International Law’s Foundations and Challenges: The Sovereignty Principle, Responsibility to Protect (R2P), and the ICJ’s Enforcement Dilemmas

International Law’s Foundations and Challenges: Sovereignty, R2P, and Enforcement Dilemmas

International law’s legal sources: **Treaties** (explicitly agreed written agreements, binding only on ratifying states); **Customary International Law** (rules formed from states’ general and consistent practice believing themselves legally obligated — *opinio juris* — binding all states even without signature); **General Legal Principles** (principles common to all major legal systems, like good faith and estoppel); and ICJ and arbitration tribunal judgments as subsidiary sources.

## Sovereignty and Non-Interference Principles

The **Westphalian system (1648 Peace of Westphalia)** established modern international relations’ foundations: sovereign states as primary international actors; states have supreme authority within their territory; foreigners cannot intervene in internal affairs (non-interference principle). The **UN Charter (1945)** Article 2(1) sovereign equality and Article 2(7) non-interference principles institutionalized this system in post-war international law, but Chapter VII simultaneously authorizes the Security Council to authorize collective military action when international peace and security are threatened — this tension forms the legal framework of the sovereignty vs. intervention debate.

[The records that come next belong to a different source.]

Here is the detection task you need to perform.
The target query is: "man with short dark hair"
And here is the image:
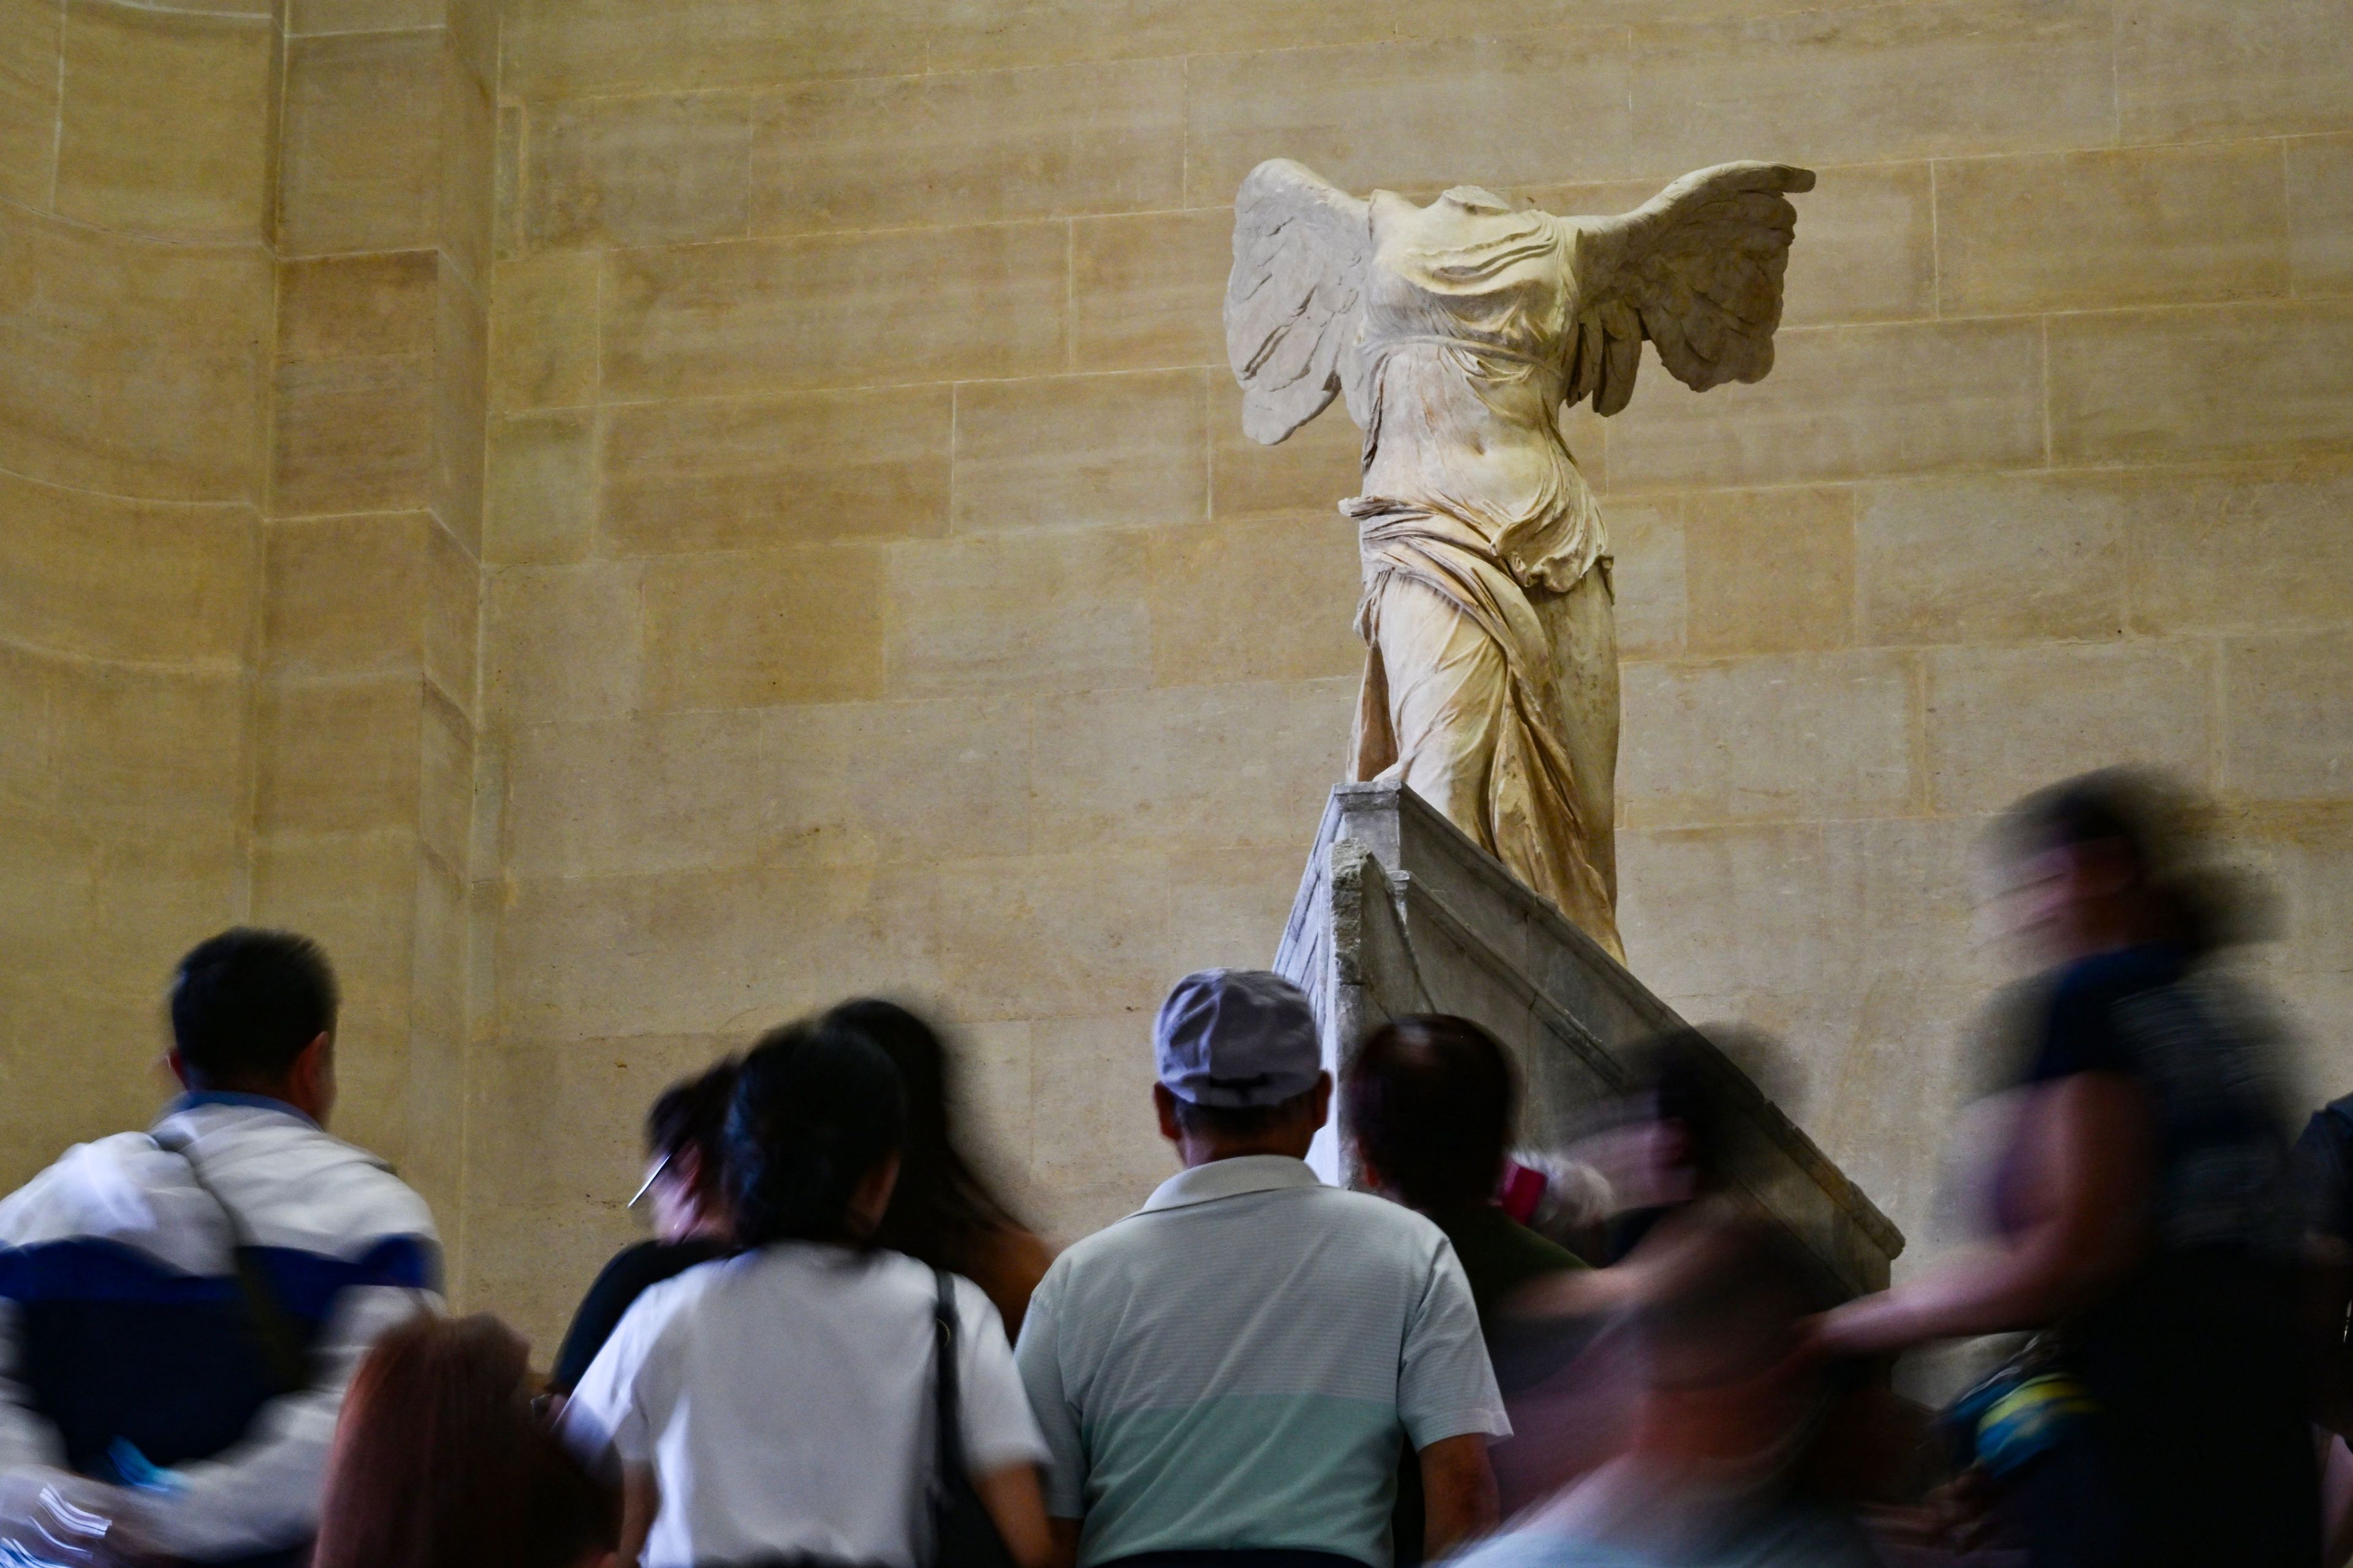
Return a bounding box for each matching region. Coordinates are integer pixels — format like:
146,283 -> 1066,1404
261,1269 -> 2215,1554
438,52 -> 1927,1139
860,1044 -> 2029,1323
0,928 -> 439,1567
1014,969 -> 1507,1568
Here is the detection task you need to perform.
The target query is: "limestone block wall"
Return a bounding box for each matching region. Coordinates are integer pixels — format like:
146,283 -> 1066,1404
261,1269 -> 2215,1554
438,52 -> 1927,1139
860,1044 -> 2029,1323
466,0 -> 2353,1346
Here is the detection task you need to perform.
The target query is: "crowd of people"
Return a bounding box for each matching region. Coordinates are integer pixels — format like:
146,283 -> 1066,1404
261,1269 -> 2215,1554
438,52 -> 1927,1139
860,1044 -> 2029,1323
0,767 -> 2346,1568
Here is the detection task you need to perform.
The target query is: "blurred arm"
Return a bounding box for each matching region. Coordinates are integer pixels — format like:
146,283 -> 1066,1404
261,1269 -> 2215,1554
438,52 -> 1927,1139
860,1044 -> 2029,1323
1418,1433 -> 1499,1558
1818,1073 -> 2148,1355
618,1462 -> 657,1568
973,1462 -> 1054,1568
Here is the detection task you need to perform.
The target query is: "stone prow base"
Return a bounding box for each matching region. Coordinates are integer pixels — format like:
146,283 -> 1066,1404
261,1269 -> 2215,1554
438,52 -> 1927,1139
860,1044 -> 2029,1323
1275,781 -> 1904,1298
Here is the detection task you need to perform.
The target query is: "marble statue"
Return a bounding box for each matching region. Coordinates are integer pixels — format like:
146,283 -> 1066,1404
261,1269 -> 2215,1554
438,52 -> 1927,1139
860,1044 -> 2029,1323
1225,159 -> 1815,961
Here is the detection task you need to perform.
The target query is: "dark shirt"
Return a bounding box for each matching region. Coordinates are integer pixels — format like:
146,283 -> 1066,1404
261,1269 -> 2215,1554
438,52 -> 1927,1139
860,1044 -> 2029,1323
549,1237 -> 732,1393
1425,1203 -> 1587,1325
2295,1092 -> 2353,1246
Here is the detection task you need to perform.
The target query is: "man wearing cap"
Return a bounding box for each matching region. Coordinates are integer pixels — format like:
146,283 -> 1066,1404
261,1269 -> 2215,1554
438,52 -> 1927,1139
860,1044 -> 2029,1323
1014,969 -> 1507,1568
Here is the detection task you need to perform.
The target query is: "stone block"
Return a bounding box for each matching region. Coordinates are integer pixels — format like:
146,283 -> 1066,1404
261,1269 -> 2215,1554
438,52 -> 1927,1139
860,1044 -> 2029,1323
936,851 -> 1173,1021
1209,379 -> 1363,518
2224,631 -> 2353,801
0,204 -> 268,501
432,259 -> 488,555
501,0 -> 929,97
1027,1012 -> 1176,1196
639,545 -> 887,710
279,252 -> 438,363
1187,28 -> 1633,206
2048,301 -> 2353,463
603,386 -> 951,555
484,562 -> 642,726
288,0 -> 438,31
47,661 -> 248,843
256,674 -> 425,835
264,513 -> 428,677
53,2 -> 269,239
278,29 -> 443,256
1682,487 -> 1855,657
467,1034 -> 737,1210
485,411 -> 596,567
495,860 -> 937,1040
489,252 -> 599,412
2118,0 -> 2353,140
422,518 -> 478,720
1619,650 -> 1918,827
1631,0 -> 2115,171
1607,497 -> 1685,662
1923,641 -> 2214,813
886,529 -> 1150,698
1167,845 -> 1315,972
438,40 -> 495,289
1144,513 -> 1365,687
602,223 -> 1067,400
0,0 -> 59,210
2288,135 -> 2353,295
270,353 -> 434,518
2124,465 -> 2353,635
1072,209 -> 1231,373
1030,678 -> 1356,853
525,91 -> 751,252
1856,474 -> 2127,646
0,470 -> 253,666
418,688 -> 471,874
769,696 -> 1036,868
501,708 -> 774,881
1609,319 -> 2045,491
953,371 -> 1207,534
1936,143 -> 2290,315
751,60 -> 1183,233
927,0 -> 1391,71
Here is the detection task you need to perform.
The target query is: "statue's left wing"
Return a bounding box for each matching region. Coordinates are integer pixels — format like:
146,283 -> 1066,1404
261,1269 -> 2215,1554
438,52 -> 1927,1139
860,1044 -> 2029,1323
1562,161 -> 1815,417
1226,159 -> 1374,445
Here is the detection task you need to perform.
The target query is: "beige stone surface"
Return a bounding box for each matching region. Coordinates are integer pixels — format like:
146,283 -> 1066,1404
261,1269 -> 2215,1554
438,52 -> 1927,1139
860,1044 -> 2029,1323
603,386 -> 951,554
0,471 -> 254,667
272,354 -> 435,517
1923,641 -> 2214,813
1936,143 -> 2291,316
1632,0 -> 2116,172
2048,301 -> 2353,463
1682,488 -> 1855,657
2123,465 -> 2353,634
928,0 -> 1389,72
485,411 -> 596,567
501,0 -> 929,98
1610,319 -> 2045,491
0,0 -> 59,210
489,253 -> 599,411
1855,474 -> 2127,646
438,41 -> 496,290
641,545 -> 888,710
53,1 -> 270,239
1186,29 -> 1633,207
278,29 -> 444,256
887,529 -> 1150,698
1072,210 -> 1231,373
2117,0 -> 2353,141
1209,380 -> 1365,518
2224,631 -> 2353,801
953,371 -> 1207,534
263,514 -> 428,677
1145,513 -> 1364,687
753,61 -> 1184,234
2288,135 -> 2353,295
525,93 -> 752,252
485,563 -> 643,725
431,258 -> 489,553
602,222 -> 1068,399
279,252 -> 438,364
0,204 -> 268,500
257,675 -> 425,835
288,0 -> 439,31
46,661 -> 248,843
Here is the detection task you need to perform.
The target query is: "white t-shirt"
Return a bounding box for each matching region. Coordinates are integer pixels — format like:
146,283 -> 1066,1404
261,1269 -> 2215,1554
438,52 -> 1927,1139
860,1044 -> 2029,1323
565,1243 -> 1047,1568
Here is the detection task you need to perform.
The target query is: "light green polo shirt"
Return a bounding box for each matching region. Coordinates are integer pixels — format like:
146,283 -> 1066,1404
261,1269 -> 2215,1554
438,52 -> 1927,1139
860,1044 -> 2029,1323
1013,1156 -> 1508,1568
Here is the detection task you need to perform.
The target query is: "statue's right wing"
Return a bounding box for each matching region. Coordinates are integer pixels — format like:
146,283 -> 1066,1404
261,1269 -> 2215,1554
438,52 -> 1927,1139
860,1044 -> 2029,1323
1225,159 -> 1374,446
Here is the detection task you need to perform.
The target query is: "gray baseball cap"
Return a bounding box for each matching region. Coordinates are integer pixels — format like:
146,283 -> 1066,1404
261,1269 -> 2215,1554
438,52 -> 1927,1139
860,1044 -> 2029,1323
1154,969 -> 1322,1108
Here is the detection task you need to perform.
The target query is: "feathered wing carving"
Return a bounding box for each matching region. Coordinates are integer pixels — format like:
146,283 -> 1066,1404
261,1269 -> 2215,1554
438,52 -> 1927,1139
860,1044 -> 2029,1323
1563,161 -> 1815,417
1225,158 -> 1374,446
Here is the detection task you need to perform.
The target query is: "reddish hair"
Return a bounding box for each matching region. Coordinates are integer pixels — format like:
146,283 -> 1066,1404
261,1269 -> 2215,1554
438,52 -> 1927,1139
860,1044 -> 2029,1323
312,1314 -> 617,1568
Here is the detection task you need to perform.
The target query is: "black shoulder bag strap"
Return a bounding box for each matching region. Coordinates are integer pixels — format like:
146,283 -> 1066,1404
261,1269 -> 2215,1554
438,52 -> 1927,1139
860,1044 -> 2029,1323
930,1268 -> 1017,1568
161,1134 -> 312,1399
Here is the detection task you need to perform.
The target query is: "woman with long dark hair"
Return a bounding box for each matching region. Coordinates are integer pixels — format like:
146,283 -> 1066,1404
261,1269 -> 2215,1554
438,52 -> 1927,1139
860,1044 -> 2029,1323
826,999 -> 1054,1335
1814,768 -> 2314,1567
313,1314 -> 617,1568
563,1019 -> 1053,1568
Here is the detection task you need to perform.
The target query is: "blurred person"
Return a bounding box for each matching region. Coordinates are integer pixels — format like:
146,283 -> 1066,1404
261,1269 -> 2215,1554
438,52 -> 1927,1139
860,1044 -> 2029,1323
0,928 -> 440,1568
827,999 -> 1055,1336
563,1018 -> 1052,1568
312,1314 -> 616,1568
1507,1153 -> 1614,1268
2292,1091 -> 2353,1565
1812,768 -> 2315,1568
547,1059 -> 740,1396
1014,970 -> 1507,1568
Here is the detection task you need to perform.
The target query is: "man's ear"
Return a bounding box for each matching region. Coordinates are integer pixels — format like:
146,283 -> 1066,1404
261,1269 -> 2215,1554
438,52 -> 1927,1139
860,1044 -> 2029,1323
165,1047 -> 192,1091
1152,1083 -> 1184,1144
289,1031 -> 335,1119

## Responsibility to Protect (R2P) and Its Practical Dilemmas

**R2P** proposed by ICISS (2001 report), endorsed at the 2005 UN World Summit: when a state government is unable or unwilling to protect its citizens from genocide, war crimes, ethnic cleansing, and crimes against humanity, the international community has a responsibility to protect, ultimately including forcible intervention.

**R2P’s practical dilemmas**: R2P authorized the 2011 Libya intervention (UNSC Resolution 1973), but intervention results (prolonged civil war after Gaddafi’s fall) led many countries (especially Russia and China) to view R2P as NATO misused for regime change, blocking any similar Syria authorization. The [International Criminal Court (ICC)](https://www.icc-cpi.int/) is the core mechanism for prosecuting individuals (not states) for genocide, war crimes, and crimes against humanity, but its jurisdiction over non-member states (US, Russia, China are all non-members) remains limited.